After 11 months of dithering, three nights of barely any sleep, and one day of sweating with guilt in a showroom, I finally bought the lovely bugger. Here’s how it’s been:
Public charging, it turns out, is a piece of piss. I went for the biggest, newest, second-hand battery I could afford so I could charge it as infrequently as possible. Thanks to ZapMap I’ve got in the habit of what us evolved types call ‘destination charging’, plugging in on the few occasions I actually go somewhere. Where that doesn’t keep me topped up I’ve started reverse-engineering destination charging, looking for things to do while the car’s powering up somewhere. It’s got me doing big long physio walks around charge points, getting me out around the city and increasing activity like I’m supposed to. It’s got me going to a coffee shop for a bit of writing instead of procrastinating at home. Both have been good for me, and have been enough to keep the car topped up. Three months in, I’ve never had to sit in it for hours while it charges, or leave it for an eight-hour stint and go back for it.
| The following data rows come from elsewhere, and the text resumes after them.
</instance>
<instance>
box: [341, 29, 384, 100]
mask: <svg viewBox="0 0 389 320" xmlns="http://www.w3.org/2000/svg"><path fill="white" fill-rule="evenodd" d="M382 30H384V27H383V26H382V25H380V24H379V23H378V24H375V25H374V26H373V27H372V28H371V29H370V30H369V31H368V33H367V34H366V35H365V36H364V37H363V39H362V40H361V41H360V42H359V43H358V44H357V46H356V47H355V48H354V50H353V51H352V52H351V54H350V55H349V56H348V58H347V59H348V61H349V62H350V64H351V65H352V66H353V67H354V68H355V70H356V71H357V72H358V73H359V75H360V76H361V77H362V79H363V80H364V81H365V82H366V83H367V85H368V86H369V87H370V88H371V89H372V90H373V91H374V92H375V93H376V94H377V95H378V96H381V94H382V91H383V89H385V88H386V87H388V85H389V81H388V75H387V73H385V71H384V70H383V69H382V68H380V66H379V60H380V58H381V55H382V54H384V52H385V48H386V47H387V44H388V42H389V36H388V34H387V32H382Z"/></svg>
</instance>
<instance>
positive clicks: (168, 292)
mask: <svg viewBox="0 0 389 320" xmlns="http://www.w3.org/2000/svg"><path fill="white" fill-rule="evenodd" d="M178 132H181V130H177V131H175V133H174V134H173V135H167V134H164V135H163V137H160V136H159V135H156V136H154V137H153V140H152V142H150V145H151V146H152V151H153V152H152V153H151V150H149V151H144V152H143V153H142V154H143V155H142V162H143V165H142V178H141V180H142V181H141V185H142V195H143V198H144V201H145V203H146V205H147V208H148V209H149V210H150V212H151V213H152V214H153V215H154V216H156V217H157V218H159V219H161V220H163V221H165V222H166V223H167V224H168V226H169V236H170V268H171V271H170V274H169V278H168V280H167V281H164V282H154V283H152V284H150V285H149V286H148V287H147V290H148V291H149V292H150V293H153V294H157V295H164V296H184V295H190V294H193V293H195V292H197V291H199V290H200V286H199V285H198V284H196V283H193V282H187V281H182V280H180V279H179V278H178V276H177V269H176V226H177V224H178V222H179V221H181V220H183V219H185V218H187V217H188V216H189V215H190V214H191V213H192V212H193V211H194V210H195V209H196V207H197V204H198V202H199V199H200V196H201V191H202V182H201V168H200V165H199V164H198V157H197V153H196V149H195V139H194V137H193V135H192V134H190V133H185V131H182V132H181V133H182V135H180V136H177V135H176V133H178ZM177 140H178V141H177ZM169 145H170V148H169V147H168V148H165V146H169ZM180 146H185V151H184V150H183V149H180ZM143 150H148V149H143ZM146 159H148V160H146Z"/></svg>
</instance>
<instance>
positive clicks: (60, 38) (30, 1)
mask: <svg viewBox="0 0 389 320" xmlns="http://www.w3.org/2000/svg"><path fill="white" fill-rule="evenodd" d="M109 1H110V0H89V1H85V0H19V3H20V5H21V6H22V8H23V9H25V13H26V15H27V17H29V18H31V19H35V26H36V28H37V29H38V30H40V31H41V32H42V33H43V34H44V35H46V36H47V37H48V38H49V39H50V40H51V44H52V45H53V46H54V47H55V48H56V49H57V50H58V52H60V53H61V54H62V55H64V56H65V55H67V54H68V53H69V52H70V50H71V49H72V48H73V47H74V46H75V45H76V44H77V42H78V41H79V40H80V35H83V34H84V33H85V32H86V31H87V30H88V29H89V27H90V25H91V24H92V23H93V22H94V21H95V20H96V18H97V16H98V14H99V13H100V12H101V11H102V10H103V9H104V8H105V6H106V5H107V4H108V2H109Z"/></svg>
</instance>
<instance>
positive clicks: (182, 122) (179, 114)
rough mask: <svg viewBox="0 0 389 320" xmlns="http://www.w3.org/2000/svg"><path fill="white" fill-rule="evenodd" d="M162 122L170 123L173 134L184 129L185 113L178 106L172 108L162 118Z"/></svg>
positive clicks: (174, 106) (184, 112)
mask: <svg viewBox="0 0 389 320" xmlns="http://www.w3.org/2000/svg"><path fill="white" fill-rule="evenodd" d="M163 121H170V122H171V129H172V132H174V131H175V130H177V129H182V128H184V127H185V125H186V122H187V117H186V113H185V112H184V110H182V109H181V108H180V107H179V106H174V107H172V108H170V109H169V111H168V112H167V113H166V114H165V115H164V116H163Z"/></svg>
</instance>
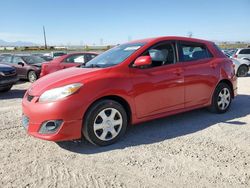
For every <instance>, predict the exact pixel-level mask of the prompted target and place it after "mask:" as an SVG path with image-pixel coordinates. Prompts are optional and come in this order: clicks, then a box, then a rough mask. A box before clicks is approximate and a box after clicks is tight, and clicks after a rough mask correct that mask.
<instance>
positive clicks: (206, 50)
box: [179, 42, 212, 61]
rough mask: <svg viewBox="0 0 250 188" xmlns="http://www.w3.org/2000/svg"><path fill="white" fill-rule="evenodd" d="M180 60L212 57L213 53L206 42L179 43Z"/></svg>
mask: <svg viewBox="0 0 250 188" xmlns="http://www.w3.org/2000/svg"><path fill="white" fill-rule="evenodd" d="M179 56H180V57H179V58H180V61H196V60H200V59H207V58H211V57H212V55H211V53H210V52H209V51H208V49H207V47H206V46H205V45H204V44H199V43H193V42H192V43H187V42H180V43H179Z"/></svg>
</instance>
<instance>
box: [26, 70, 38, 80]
mask: <svg viewBox="0 0 250 188" xmlns="http://www.w3.org/2000/svg"><path fill="white" fill-rule="evenodd" d="M37 78H38V77H37V75H36V73H35V71H29V73H28V79H29V81H30V82H31V83H32V82H34V81H36V80H37Z"/></svg>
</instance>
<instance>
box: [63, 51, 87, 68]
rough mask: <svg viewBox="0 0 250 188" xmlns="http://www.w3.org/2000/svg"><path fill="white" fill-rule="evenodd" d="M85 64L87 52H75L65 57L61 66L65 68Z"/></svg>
mask: <svg viewBox="0 0 250 188" xmlns="http://www.w3.org/2000/svg"><path fill="white" fill-rule="evenodd" d="M82 64H85V54H75V55H71V56H69V57H67V58H65V59H64V60H63V61H62V62H61V63H60V68H61V69H65V68H69V67H76V66H79V65H82Z"/></svg>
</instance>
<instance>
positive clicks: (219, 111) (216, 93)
mask: <svg viewBox="0 0 250 188" xmlns="http://www.w3.org/2000/svg"><path fill="white" fill-rule="evenodd" d="M224 88H227V89H228V90H229V92H230V103H229V105H228V107H227V108H226V109H224V110H222V109H220V108H219V106H218V97H219V94H220V92H221V90H222V89H224ZM232 92H233V91H232V89H231V88H230V87H229V86H228V85H227V84H226V83H220V84H219V85H218V86H217V87H216V89H215V91H214V95H213V102H212V111H213V112H216V113H219V114H222V113H225V112H227V111H228V109H229V108H230V106H231V102H232V96H233V94H232Z"/></svg>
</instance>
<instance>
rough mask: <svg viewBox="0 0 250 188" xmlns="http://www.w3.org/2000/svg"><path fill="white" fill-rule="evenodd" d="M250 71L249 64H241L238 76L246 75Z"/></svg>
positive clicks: (244, 76) (239, 67)
mask: <svg viewBox="0 0 250 188" xmlns="http://www.w3.org/2000/svg"><path fill="white" fill-rule="evenodd" d="M248 71H249V68H248V66H247V65H241V66H240V67H239V68H238V71H237V76H238V77H245V76H247V74H248Z"/></svg>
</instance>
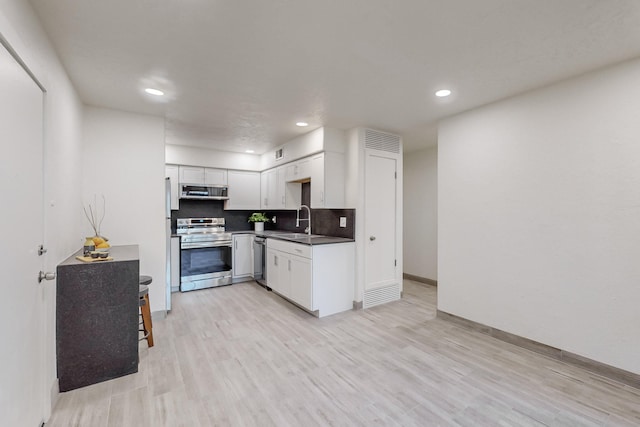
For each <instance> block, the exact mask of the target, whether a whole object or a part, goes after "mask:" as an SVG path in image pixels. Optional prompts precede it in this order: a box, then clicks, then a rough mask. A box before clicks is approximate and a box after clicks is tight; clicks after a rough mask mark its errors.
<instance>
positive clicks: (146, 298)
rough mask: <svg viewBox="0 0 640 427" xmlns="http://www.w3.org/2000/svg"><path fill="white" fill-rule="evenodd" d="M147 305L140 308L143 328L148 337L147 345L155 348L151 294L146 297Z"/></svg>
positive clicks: (148, 294)
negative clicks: (151, 311)
mask: <svg viewBox="0 0 640 427" xmlns="http://www.w3.org/2000/svg"><path fill="white" fill-rule="evenodd" d="M143 298H144V302H145V304H144V305H143V306H142V307H140V311H142V327H143V328H144V334H145V335H147V345H148V346H149V347H153V331H152V329H153V325H152V323H151V304H149V294H147V295H145V296H144V297H143Z"/></svg>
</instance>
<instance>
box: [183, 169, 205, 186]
mask: <svg viewBox="0 0 640 427" xmlns="http://www.w3.org/2000/svg"><path fill="white" fill-rule="evenodd" d="M179 170H180V184H196V185H204V168H197V167H193V166H180V167H179Z"/></svg>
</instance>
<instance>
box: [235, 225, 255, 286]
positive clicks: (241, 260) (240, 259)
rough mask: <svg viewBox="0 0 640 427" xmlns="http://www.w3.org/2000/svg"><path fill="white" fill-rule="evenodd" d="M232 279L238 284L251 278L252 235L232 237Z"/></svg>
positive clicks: (251, 265) (251, 276) (252, 259)
mask: <svg viewBox="0 0 640 427" xmlns="http://www.w3.org/2000/svg"><path fill="white" fill-rule="evenodd" d="M232 264H233V268H232V279H233V281H234V282H236V281H237V282H240V281H243V280H248V279H252V278H253V234H250V233H247V234H236V235H234V236H233V262H232Z"/></svg>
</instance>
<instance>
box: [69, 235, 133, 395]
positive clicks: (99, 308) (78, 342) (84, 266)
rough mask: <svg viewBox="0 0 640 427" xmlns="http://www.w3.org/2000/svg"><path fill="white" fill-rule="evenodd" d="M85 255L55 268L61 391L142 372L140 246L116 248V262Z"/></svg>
mask: <svg viewBox="0 0 640 427" xmlns="http://www.w3.org/2000/svg"><path fill="white" fill-rule="evenodd" d="M81 255H82V250H80V251H78V252H76V253H75V254H73V255H72V256H70V257H69V258H67V259H66V260H65V261H64V262H62V263H61V264H60V265H58V268H57V282H56V283H57V285H56V286H57V289H56V353H57V365H58V380H59V387H60V391H69V390H73V389H76V388H79V387H84V386H87V385H90V384H95V383H98V382H101V381H107V380H110V379H113V378H117V377H121V376H124V375H128V374H132V373H134V372H138V303H139V296H138V291H139V283H138V282H139V274H140V261H139V255H138V246H137V245H130V246H114V247H112V248H111V249H110V255H109V256H110V257H112V258H113V260H112V261H95V262H90V263H88V262H83V261H80V260H78V259H76V256H81Z"/></svg>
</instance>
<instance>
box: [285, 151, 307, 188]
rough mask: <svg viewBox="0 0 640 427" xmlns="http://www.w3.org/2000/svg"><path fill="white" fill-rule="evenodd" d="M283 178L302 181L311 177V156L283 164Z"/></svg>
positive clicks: (289, 180)
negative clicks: (295, 160) (285, 168)
mask: <svg viewBox="0 0 640 427" xmlns="http://www.w3.org/2000/svg"><path fill="white" fill-rule="evenodd" d="M285 168H286V169H285V170H286V172H285V180H286V181H287V182H291V181H303V180H305V179H309V178H311V158H310V157H307V158H305V159H301V160H298V161H295V162H292V163H289V164H288V165H285Z"/></svg>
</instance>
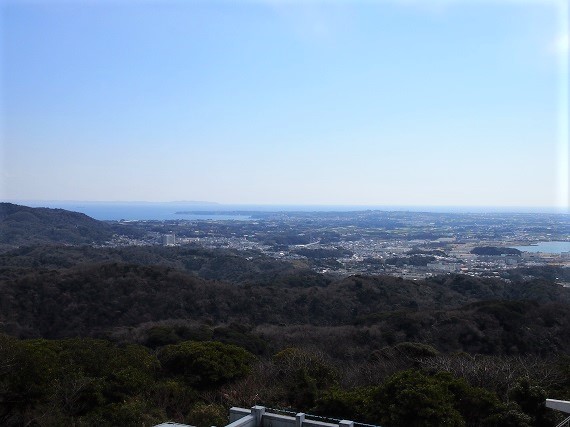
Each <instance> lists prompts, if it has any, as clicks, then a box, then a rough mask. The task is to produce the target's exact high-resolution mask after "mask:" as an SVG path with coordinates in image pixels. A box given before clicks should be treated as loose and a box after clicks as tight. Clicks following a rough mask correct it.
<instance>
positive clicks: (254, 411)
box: [251, 405, 265, 427]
And God damn, do I love this thing. As much as I loved public transport – and, honestly, I did – getting a car has opened up the world for me. It’s been as big a deal as getting my wheelchair back when I was a kid. That got me out of the house, back to the mall, back to the cinema, back to my part-time shitter of a supermarket job. Getting this car has got me back to my office once or twice a week. It’s got me back to the cafe my writers’ group meets in. Even boring-ass chores, like picking up my prescription or taking recycling to the tip, are no longer the centre of my day or a drain on my limited energy.
When I think about the difference this has made to me, the way it’s opened up the world that had closed me out, I realise this blog post isn’t about the environmental benefits of electric cars or the practicality of public chargers. It’s about the social model of disability. It’s about my high school education ending not because I needed a wheelchair but because my school didn’t have wheelchair ramps. It’s about the world at large conspiring with my body to make life harder than it needed to be. It’s the crapness of public transport for disabled people, the demand to fit into office hours or go hungry on benefits, the thousand impracticalities of life in inaccessible cities.
This car has got me back into the world. I shouldn’t have needed it to get there.